Liotta stars as Lee Ray Oliver, a violent sociopath sentenced to die for the brutal murders of several drug pushers and an innocent bystander. But instead of being injected with a lethal poison, Lee Ray is pumped full of sedatives and awakened several hours later in the county morgue. He receives an intriguing offer from one Dr. Copeland: agree to take some mood-altering medication or die right here, right now. Not surprisingly, Lee Ray chooses the former. Though Lee Ray makes a few fruitless attempts at escape, the pills eventually take hold - turning the man into a gentle, barely recognizable version of his former self. Dr. Copeland, satisfied that the drugs are working, sends Lee Ray to start a new life in a small town under an assumed name - where he quickly finds a job and falls in love with a local named Teresa (Rodriguez).

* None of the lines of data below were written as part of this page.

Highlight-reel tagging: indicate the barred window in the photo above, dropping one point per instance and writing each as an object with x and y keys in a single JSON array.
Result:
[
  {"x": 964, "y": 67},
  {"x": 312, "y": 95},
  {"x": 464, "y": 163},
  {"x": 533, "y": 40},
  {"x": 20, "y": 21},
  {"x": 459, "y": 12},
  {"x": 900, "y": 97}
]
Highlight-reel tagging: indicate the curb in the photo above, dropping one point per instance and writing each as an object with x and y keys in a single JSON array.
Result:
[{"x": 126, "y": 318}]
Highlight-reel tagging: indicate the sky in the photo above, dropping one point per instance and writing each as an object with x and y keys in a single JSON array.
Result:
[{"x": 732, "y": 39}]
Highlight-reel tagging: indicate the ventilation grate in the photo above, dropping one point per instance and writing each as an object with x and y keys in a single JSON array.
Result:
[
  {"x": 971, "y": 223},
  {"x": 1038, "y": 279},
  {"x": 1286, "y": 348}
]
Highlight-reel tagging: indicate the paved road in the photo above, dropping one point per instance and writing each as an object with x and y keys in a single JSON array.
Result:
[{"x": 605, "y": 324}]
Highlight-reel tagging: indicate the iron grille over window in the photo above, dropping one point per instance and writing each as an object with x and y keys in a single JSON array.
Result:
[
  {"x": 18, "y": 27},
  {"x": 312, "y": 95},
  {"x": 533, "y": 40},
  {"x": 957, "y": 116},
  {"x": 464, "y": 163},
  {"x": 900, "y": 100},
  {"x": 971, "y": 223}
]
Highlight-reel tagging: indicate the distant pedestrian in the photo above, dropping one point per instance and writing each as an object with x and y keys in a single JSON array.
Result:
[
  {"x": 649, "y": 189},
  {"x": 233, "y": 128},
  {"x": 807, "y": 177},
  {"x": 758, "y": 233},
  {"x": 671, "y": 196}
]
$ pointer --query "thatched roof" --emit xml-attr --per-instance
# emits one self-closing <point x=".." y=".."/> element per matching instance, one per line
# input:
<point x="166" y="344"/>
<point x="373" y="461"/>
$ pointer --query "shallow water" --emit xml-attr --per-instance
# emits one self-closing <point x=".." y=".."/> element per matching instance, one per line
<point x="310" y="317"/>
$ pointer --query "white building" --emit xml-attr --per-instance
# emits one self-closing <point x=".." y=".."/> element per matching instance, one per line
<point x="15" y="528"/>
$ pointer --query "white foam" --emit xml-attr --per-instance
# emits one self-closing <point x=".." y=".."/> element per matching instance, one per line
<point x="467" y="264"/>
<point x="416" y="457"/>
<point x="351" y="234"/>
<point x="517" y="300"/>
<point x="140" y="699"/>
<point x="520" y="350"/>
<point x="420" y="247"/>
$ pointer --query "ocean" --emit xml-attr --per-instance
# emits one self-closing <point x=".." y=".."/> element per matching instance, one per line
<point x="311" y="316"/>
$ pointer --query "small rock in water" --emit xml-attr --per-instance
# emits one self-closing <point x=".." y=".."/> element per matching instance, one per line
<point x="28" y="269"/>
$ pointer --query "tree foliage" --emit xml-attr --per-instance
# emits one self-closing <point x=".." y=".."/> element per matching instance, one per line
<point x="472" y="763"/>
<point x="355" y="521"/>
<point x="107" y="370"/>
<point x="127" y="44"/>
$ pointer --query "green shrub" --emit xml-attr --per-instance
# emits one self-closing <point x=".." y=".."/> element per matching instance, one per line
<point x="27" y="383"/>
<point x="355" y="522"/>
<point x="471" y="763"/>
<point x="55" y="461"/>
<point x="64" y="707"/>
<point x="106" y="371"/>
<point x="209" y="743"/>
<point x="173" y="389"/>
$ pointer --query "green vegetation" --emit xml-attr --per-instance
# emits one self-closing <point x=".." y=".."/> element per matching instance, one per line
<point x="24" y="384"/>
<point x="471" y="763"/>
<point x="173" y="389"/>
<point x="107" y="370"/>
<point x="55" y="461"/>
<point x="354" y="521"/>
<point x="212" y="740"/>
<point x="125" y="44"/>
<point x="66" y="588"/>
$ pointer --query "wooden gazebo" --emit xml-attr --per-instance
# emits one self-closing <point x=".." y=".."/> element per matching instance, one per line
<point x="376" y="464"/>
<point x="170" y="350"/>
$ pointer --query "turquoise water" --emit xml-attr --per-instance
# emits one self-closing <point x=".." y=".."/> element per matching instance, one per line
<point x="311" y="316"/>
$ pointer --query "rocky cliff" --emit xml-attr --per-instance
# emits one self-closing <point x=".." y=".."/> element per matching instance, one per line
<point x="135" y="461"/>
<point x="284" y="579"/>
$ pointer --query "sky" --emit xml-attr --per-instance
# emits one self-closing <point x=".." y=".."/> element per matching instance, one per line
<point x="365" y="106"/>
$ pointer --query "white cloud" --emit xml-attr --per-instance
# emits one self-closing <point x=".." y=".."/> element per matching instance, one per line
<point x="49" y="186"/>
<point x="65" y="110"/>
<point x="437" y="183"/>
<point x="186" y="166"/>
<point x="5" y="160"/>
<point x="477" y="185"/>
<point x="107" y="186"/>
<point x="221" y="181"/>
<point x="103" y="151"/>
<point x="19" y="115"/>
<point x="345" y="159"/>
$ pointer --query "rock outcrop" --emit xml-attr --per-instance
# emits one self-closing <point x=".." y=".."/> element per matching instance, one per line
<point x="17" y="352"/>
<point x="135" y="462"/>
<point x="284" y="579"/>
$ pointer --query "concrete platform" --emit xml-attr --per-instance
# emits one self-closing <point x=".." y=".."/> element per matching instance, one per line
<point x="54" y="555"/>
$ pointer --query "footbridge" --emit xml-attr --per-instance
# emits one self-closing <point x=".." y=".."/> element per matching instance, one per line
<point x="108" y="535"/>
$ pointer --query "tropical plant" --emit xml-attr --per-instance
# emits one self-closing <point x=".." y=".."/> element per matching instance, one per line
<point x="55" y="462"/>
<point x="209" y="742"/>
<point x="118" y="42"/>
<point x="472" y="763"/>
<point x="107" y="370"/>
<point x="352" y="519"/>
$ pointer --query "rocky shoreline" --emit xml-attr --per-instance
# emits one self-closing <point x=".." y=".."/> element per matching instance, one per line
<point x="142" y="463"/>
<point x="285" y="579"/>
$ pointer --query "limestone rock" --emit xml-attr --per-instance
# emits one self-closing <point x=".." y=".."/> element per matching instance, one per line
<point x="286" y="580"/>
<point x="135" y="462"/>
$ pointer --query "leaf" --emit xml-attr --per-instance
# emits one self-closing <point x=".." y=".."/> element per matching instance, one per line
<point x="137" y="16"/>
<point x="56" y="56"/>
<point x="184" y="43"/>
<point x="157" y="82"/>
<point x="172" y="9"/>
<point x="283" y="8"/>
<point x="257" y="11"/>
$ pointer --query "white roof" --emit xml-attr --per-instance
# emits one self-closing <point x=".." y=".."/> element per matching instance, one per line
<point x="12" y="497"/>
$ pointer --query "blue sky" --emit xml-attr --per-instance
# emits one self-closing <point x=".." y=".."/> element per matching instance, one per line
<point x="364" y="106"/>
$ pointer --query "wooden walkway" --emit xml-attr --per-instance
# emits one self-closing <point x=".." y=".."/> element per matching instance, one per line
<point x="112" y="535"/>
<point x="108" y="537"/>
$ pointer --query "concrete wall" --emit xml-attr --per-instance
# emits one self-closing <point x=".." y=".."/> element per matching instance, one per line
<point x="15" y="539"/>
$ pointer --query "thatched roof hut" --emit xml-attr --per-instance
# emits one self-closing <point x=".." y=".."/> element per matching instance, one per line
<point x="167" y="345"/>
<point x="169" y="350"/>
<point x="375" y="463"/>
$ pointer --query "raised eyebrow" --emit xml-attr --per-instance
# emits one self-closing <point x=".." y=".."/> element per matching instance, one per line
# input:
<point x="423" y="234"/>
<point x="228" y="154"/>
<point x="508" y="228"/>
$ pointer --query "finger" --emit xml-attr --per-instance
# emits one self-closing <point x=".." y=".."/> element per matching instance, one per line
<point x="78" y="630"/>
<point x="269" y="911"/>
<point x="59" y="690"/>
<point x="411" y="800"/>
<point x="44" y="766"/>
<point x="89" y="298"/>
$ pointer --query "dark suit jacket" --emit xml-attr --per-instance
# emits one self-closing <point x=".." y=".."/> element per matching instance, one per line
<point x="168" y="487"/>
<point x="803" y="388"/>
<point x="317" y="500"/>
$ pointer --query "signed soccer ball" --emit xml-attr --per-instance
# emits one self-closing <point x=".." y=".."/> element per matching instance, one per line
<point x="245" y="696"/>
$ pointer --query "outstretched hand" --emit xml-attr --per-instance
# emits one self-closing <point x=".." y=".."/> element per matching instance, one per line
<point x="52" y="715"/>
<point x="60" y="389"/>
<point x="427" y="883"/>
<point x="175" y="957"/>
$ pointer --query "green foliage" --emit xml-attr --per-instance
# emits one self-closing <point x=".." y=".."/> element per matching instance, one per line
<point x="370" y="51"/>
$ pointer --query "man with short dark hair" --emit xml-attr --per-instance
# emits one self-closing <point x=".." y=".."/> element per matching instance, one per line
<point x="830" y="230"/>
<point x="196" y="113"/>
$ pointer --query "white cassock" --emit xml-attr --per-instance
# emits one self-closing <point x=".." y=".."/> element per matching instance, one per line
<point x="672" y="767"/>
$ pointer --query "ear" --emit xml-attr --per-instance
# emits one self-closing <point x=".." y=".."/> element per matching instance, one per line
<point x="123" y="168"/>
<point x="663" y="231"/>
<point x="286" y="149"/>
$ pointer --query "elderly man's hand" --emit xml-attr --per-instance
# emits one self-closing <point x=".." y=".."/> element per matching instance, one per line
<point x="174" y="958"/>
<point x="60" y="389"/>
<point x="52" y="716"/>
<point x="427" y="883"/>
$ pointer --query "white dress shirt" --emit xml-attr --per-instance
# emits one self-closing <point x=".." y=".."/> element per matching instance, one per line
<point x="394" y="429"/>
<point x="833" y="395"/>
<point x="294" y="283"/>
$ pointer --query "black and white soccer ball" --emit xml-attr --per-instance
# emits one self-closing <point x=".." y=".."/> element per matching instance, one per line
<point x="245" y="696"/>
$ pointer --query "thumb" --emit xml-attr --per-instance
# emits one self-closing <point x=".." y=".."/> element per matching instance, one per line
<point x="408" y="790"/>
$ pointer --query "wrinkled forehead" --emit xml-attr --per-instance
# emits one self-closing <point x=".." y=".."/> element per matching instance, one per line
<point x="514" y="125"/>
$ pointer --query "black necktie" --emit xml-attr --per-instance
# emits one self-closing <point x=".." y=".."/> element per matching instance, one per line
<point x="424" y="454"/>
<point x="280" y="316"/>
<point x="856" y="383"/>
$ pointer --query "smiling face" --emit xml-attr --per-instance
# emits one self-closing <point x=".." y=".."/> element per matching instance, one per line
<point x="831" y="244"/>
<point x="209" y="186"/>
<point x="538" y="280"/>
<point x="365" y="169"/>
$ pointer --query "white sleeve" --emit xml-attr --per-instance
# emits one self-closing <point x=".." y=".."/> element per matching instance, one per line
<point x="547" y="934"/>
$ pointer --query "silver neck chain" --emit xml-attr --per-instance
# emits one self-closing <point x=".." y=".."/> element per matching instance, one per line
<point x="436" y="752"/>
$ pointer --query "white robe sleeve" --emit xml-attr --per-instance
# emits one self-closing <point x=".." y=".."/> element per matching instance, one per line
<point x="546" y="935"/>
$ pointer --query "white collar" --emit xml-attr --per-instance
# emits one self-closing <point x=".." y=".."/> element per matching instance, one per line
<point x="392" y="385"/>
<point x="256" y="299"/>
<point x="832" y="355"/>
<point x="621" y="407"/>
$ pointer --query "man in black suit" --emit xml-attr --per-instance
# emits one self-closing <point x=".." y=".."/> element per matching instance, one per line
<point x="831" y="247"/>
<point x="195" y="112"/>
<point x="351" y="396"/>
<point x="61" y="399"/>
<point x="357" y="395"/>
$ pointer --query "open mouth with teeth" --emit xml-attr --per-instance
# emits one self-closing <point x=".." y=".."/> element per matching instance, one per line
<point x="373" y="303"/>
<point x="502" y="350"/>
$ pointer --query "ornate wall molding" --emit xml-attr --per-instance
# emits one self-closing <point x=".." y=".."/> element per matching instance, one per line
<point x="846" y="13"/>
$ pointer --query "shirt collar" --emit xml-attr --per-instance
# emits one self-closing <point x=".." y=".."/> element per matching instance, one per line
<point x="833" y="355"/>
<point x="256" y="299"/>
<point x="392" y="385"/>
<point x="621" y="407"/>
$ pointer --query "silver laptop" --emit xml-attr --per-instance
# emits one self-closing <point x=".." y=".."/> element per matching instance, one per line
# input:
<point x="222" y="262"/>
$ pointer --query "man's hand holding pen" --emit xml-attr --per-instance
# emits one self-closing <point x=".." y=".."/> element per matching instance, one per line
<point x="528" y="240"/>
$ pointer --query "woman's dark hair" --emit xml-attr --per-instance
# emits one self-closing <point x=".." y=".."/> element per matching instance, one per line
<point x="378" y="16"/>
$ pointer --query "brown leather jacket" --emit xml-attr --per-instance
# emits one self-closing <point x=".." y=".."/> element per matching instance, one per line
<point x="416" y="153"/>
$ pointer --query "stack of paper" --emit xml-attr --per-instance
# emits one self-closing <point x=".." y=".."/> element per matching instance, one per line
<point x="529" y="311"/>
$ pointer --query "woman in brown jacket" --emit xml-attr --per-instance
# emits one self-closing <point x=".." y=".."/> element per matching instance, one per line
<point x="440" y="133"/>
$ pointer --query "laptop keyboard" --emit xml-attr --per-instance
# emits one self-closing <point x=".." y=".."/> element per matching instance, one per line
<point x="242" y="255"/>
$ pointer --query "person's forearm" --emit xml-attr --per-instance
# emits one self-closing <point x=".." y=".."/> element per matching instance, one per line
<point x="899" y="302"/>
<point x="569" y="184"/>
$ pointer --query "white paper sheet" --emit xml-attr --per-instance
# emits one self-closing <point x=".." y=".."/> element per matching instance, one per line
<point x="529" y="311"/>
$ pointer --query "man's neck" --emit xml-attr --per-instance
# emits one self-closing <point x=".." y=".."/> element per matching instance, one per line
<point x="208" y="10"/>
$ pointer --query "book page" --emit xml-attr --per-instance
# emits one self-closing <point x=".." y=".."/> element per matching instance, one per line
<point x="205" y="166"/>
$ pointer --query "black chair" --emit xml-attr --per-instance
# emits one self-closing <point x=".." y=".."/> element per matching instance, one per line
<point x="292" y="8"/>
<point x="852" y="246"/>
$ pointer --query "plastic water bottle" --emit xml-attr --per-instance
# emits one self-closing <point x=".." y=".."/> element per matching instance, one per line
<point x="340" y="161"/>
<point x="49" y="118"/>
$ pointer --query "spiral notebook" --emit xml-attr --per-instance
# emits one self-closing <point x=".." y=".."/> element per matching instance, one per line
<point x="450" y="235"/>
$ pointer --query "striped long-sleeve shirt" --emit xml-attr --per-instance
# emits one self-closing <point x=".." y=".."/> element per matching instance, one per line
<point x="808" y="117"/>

Control, directed by Tim Hunter, moves along at a brisk pace and features an expectedly stunning performance from Liotta - who does an effective job of portraying Lee Ray's transformation from anti-social maniac to kind and gentle auto mechanic. And while it hardly seems plausible that such a drug would be able to trigger such a dramatic change in a known psychopath, such questions are moot with a film of this sort. Screenwriters Todd Slavkin and Darren Swimmer spend very little time in exploring the dynamics of Copeland's invention, choosing instead to focus on Lee Ray's predicament - something that works to a certain extent, just so long as one doesn't dwell on the storyline's believability.
But try as it might, Control just can't shake that straight-to-video vibe. Slavkin and Swimmer prove to be fairly ineffective in creating intriguing supporting characters, with Michelle Rodriguez's Teresa the most obvious example of this. Aside from the fact that she's young enough to be Liotta's daughter, we're never given any indication of why this girl would fall for someone like Lee Ray (he's presumably a stand-in for her absent father, but that's never touched upon). Hunter's attempts at imbuing Control with stylistic touches are generally ineffective, and tend to enhance the obviousness of the film's low budget.
If you're a fan of either Liotta or Dafoe, Control is undoubtedly worth a look (hey, if nothing else, the film answers the question of what Liotta would look like with a soul patch).